The Place to Be, Overtreders W | Fotografie: Jorn van Eck
Zo laat The Place to Be zien dat biobased bouwen niet duurder hoeft te zijn dan traditionele bouw. Voor het retraitecentrum in de Achterhoek met twee logiesgebouwen en een eetzaal haalden de ontwerpers alle materialen uit een straal van vijf kilometer: hout van een nabijgelegen landgoed, stro van een lokale boer en de fundering was afkomstig van een oude stal. “Door zelf de materialen te verzamelen en in te kopen, konden we de vierkante meterprijs uitzonderlijk laag houden”, vertelt Van Dijk. “Zodra je een aannemer inschakelt, lopen de kosten enorm op. Dat zien wij ook bij onze eigen woning. Een reparatie van het dak waar voor duizend euro materiaal in gaat, kost in totaal 25 duizend euro: arbeidsloon, verzekeringen, een schaftkeet en ga zo maar door.”

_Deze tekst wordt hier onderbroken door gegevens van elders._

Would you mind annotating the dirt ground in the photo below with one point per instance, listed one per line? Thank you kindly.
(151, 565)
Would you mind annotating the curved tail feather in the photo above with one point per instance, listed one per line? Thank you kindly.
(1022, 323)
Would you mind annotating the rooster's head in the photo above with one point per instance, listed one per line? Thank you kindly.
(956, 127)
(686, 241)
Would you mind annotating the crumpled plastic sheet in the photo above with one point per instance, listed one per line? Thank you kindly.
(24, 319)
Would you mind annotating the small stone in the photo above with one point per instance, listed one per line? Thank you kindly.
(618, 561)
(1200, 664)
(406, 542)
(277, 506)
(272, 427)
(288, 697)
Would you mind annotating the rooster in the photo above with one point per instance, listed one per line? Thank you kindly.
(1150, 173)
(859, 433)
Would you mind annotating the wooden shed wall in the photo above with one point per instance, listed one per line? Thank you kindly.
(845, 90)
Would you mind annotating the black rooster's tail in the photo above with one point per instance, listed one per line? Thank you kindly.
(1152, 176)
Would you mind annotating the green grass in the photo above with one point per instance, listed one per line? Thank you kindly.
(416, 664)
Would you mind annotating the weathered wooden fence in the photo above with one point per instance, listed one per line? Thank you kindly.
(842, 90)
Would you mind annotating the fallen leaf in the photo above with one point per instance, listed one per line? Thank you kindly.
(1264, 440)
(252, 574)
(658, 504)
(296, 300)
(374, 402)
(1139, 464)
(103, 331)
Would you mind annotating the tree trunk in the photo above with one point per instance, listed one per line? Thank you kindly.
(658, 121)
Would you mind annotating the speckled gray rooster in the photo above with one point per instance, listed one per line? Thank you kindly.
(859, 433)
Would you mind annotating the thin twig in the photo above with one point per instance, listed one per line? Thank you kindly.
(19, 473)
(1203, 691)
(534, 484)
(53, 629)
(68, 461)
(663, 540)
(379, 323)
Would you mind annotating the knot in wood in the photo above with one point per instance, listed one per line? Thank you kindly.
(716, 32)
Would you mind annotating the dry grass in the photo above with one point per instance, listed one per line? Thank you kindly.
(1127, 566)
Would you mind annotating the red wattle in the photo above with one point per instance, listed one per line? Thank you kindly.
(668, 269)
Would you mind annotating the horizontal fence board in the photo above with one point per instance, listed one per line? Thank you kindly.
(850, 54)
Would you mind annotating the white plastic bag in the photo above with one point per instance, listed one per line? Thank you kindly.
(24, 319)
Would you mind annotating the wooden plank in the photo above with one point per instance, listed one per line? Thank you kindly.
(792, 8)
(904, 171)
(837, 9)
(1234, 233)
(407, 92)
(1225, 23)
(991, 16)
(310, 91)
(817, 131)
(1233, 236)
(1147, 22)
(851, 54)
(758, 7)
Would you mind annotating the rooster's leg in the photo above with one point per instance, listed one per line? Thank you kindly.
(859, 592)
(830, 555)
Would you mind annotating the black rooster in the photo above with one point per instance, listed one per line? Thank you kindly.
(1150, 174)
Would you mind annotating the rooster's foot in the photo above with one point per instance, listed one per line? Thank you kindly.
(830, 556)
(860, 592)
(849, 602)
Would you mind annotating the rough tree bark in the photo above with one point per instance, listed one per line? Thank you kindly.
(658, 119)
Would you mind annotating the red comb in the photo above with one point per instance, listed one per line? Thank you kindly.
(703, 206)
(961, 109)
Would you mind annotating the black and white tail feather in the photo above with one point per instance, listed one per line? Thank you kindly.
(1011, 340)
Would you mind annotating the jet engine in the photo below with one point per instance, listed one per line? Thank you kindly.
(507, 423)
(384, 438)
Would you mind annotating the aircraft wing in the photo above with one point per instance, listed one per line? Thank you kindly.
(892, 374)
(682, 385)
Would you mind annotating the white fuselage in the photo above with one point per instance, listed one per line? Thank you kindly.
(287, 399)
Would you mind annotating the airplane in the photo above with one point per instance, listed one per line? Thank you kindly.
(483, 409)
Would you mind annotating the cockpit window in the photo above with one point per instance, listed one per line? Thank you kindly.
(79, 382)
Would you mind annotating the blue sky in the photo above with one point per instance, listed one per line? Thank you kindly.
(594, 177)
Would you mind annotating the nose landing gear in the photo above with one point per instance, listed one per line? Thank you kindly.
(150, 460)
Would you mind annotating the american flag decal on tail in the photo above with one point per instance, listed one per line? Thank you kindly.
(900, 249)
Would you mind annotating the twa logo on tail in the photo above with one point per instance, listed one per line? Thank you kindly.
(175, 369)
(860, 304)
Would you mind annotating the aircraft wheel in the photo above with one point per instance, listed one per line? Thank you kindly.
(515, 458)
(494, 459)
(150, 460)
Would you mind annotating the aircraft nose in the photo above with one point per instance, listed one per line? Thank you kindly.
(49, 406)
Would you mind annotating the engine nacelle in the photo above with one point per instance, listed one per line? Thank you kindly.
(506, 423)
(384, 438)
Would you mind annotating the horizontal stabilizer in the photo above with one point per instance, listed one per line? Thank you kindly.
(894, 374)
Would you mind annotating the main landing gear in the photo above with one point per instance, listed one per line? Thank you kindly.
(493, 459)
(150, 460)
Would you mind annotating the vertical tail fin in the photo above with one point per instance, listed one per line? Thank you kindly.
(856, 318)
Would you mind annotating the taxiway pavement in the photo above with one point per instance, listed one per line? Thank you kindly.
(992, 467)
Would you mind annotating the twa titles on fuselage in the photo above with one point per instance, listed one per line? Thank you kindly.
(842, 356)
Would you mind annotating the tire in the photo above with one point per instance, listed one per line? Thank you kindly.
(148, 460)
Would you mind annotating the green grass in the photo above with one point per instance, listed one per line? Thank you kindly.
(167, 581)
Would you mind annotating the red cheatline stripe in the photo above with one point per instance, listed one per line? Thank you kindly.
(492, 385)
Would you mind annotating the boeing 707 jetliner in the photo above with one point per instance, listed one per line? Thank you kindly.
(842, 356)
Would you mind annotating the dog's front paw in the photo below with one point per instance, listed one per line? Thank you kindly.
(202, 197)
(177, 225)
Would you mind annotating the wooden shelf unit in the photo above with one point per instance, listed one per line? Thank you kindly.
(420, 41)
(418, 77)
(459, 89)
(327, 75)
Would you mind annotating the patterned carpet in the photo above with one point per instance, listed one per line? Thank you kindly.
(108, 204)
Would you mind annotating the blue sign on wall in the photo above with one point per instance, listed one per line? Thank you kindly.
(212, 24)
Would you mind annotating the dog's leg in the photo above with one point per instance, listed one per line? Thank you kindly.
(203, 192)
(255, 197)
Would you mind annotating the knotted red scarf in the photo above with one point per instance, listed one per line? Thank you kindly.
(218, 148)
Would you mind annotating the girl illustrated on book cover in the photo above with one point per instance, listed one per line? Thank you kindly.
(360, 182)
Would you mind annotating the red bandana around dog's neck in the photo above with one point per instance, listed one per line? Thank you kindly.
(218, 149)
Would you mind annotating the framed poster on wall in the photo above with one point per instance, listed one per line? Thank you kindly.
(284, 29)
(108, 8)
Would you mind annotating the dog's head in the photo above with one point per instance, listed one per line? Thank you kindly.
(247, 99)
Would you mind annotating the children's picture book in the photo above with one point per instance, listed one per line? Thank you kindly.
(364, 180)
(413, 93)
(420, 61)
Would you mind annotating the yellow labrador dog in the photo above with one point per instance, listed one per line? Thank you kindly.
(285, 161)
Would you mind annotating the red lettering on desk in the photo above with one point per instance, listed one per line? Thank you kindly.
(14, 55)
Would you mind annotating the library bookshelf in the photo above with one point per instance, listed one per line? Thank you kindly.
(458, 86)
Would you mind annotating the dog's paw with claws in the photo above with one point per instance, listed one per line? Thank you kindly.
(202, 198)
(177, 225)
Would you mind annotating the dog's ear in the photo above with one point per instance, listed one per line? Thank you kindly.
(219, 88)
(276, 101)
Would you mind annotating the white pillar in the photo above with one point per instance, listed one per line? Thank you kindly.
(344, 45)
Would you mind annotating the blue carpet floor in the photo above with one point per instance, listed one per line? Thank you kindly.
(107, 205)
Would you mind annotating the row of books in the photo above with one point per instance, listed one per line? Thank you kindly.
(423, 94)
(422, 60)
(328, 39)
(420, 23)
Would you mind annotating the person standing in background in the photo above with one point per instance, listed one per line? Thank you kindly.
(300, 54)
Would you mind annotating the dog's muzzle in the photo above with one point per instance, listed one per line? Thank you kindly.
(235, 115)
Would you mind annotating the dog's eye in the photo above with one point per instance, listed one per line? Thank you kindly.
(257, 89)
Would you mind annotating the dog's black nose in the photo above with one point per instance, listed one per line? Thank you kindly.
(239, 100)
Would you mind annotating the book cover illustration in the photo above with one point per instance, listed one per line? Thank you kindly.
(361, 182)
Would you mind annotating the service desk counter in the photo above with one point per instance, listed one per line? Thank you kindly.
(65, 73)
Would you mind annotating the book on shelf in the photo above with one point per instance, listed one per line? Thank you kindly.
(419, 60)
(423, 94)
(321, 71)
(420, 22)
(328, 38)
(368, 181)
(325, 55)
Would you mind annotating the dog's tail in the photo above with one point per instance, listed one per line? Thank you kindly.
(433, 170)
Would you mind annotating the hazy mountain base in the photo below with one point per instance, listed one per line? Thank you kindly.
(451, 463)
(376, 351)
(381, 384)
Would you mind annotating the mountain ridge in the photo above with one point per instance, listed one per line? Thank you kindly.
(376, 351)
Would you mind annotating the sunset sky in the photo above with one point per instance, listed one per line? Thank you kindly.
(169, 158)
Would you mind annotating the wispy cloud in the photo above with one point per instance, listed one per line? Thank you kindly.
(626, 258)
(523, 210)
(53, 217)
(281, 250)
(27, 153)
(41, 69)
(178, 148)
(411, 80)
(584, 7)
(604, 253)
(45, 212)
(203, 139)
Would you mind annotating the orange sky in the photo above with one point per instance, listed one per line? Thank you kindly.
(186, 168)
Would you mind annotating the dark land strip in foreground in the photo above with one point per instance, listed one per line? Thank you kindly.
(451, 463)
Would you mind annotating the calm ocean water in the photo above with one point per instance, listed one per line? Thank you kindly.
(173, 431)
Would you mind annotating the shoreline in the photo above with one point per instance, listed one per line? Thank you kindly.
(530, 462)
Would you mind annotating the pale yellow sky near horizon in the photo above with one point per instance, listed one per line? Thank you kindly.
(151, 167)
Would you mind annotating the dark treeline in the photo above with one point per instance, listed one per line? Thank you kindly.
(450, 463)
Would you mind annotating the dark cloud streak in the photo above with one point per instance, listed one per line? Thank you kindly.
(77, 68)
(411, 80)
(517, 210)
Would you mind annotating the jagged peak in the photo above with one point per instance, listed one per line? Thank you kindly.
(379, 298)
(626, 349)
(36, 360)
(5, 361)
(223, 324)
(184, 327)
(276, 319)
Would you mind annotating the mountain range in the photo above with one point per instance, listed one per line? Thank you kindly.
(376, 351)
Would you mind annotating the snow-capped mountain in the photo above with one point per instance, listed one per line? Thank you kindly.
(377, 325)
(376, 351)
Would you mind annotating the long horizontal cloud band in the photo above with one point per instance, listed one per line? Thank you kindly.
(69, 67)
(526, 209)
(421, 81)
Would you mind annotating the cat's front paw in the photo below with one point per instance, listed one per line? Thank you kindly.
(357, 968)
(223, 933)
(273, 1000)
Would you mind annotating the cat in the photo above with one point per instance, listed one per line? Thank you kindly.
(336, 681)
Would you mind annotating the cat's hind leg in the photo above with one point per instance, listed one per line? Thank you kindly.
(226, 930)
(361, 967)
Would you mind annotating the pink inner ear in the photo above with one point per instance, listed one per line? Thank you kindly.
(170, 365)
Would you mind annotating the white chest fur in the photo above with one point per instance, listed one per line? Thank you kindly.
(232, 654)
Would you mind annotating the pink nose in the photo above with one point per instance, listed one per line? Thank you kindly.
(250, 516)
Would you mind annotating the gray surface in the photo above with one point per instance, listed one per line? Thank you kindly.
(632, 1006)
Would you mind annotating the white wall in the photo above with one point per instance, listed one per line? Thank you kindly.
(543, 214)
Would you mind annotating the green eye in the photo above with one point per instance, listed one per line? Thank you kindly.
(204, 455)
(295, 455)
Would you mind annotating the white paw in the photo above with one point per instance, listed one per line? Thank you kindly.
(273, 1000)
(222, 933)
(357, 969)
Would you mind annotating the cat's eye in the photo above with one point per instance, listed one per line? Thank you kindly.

Naast de prijsopdrijvende organisatie van de bouwsector zijn het vooral regels en reguleringen die er volgens Bakker voor zorgen dat er veel minder en minder snel wordt gebouwd dan duizenden woningzoekenden zouden willen. “Met tijdelijke architectuur kun je dat deels omzeilen. Tijdelijke bouwwerken zijn een middel om te kunnen werken met experimentele bouwmaterialen en bouwmethodes, als tussenstap in de ontwikkeling naar de ‘echte’ bouwwereld.”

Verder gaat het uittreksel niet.